Using predictive models to identify kelp refuges in marine protected areas for management prioritisation

Kelp forests serve as the foundation for shallow marine ecosystems in many temperate areas of the world but are under threat from various stressors, including climate change. To better manage these ecosystems now and into the future, understanding the impacts of climate change and identifying potential refuges will help to prioritise management actions. In this study, we use a long-term dataset of observations of kelp percentage cover for two dominant canopy-forming species off the coast of Victoria, Australia: Ecklonia radiata and Phyllospora comosa. These observations were collected across three scuba sampling programs that extend from 1998 to 2019. We then associated those observations with habitat and environmental variables including depth, seafloor structure, wave climate, currents, temperature, and population connectivity in generalised additive mixed effects models and used these models to develop predictive maps of kelp cover across the Victorian MPAs. These models were also used to project kelp coverage into the future by replacing wave climate and temperature with future projections (2090, RCP4.5 and RCP8.5).
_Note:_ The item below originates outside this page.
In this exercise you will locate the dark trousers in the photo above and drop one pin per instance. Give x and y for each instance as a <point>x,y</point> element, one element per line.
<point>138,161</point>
Once all the past, current, and future predictions were compiled, we calculated percent cover change from 1998-2019, stability over the same period, and future predicted change in percent cover (2019-2090) to understand the dynamics for each species across the MPAs. We also used the current percentage cover, stability, and future percentage cover to develop a ranking system for classifying the maps into high climate vulnerability, climate vulnerability, neutral, potential refugia, and likely refugia. A management framework was then developed to use those refugia ranking values to inform management actions and we applied this framework across three case studies: one at the scale of the MPA network and two at the scale of individual MPAs, one where management decisions were the same for both species and one where the actions were species-specific. This study shows how species distribution models, both contemporary and with future projections, can help to identify potential refugia areas that can be used prioritise management decisions and future-proof restoration actions.